Exemplary cells include stem cells, progenitor cells, endothelial cells, adult cardiomyocytes, and smooth muscle cells. Cells can be of human origin (autologous or allogenic) or from an animal source (xenogenic), or genetically engineered. Non-limiting examples of cells include side population (SP) cells, lineage negative (Lin) cells including LinCD34, LinCD34+, LincKit+, mesenchymal stem cells including mesenchymal stem cells with 5-aza, cord blood cells, cardiac or other tissue derived stem cells, whole bone marrow, bone marrow mononuclear cells, endothelial progenitor cells, skeletal myoblasts or satellite cells, muscle derived cells, G0 cells, endothelial cells, adult cardiomyocytes, fibroblasts, smooth muscle cells, adult cardiac fibroblasts+5-aza, genetically modified cells, tissue engineered grafts, MyoD scar fibroblasts, pacing cells, embryonic stem cell clones, embryonic stem cells, fetal or neonatal cells, immunologically masked cells, and teratoma derived cells.

Any of the therapeutic agents may be combined to the extent such combination is biologically compatible.

Systems and devices as used with the present invention may also contain a radio-opacifying agent within its structure to facilitate viewing the medical device during insertion and at any point while the device is implanted. Non-limiting examples of radio-opacifying agents are bismuth subcarbonate, bismuth oxychloride, bismuth trioxide, barium sulfate, tungsten, and mixtures thereof.

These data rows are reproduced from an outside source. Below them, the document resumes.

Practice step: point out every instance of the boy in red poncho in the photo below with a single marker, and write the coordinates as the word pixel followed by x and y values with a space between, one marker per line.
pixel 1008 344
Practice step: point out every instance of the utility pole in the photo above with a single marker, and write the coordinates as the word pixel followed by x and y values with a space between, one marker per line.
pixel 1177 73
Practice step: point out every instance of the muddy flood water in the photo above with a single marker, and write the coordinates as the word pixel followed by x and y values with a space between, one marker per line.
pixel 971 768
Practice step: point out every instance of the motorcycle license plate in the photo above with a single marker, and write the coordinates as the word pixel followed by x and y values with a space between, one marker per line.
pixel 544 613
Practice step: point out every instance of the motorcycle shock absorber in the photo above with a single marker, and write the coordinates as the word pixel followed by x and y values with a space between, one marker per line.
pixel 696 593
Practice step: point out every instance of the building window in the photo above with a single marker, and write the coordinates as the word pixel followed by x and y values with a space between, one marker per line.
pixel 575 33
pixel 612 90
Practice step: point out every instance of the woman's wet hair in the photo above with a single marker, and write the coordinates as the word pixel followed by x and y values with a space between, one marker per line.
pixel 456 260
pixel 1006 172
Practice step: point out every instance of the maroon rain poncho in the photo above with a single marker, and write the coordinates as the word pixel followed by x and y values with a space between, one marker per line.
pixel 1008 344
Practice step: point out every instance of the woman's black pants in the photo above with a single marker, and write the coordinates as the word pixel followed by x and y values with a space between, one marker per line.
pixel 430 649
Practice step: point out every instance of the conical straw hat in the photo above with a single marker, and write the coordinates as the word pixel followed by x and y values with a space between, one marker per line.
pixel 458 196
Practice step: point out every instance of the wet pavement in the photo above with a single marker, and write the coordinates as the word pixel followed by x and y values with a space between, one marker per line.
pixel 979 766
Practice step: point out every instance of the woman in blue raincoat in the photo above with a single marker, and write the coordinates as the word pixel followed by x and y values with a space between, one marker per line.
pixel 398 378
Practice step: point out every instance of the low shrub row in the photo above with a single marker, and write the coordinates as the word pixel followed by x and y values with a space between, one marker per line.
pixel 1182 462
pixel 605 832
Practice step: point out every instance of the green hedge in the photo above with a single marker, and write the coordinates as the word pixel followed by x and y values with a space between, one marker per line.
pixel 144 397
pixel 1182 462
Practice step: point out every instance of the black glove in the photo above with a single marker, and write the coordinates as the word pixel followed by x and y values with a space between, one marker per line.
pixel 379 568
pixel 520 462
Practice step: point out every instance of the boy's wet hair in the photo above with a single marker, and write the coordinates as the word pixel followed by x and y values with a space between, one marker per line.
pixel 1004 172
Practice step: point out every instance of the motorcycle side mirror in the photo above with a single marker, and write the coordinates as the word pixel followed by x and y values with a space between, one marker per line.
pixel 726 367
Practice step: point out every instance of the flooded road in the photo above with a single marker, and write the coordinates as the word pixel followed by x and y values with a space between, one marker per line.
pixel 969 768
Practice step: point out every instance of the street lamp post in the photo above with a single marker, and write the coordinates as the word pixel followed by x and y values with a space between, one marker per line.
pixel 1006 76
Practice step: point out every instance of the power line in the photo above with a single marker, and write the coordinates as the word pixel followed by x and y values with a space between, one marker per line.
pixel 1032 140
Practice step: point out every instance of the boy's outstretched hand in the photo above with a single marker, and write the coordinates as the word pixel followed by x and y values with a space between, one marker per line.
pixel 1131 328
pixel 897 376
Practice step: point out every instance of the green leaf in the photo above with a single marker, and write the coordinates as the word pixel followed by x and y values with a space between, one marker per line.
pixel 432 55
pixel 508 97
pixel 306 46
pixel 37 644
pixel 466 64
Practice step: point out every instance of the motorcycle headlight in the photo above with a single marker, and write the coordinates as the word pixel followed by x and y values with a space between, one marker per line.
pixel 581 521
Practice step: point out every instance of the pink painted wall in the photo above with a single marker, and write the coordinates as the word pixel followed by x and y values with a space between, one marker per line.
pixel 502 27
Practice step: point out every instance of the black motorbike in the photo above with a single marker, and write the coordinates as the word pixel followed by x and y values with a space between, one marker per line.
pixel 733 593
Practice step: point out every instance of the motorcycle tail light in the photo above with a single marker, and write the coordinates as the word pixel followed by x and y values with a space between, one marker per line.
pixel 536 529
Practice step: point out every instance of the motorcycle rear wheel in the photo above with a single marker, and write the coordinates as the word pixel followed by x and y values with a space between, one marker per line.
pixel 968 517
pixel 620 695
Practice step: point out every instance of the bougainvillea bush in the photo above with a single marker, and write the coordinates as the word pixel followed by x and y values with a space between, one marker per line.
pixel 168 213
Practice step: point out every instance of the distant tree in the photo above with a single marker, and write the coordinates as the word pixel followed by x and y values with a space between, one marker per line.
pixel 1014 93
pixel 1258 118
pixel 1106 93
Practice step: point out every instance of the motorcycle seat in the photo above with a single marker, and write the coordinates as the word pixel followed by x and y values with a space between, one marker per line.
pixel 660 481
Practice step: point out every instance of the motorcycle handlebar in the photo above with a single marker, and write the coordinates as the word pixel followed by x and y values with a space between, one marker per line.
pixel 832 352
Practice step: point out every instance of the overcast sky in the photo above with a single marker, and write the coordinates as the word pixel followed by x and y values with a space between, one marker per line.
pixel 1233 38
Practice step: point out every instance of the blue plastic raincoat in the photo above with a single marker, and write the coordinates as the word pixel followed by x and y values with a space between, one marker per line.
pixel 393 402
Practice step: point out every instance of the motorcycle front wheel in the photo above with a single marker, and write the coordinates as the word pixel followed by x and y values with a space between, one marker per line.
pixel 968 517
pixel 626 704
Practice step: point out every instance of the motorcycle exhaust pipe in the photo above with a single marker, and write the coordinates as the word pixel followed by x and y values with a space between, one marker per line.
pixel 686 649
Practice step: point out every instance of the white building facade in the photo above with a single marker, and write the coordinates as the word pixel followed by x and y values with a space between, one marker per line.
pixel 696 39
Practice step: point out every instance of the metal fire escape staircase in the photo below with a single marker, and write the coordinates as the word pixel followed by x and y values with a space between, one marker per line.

The examples described and illustrated herein are merely illustrative, as numerous other embodiments may be implemented without departing from the spirit and scope of the present invention. Moreover, while certain features of the invention may be shown on only certain embodiments or configurations, these features may be exchanged, added, and removed from and between the various embodiments or configurations while remaining within the scope of the invention. Likewise, methods described and disclosed may also be performed in various sequences, with some or all of the disclosed steps being performed in a different order than described while still remaining within the spirit and scope of the present invention.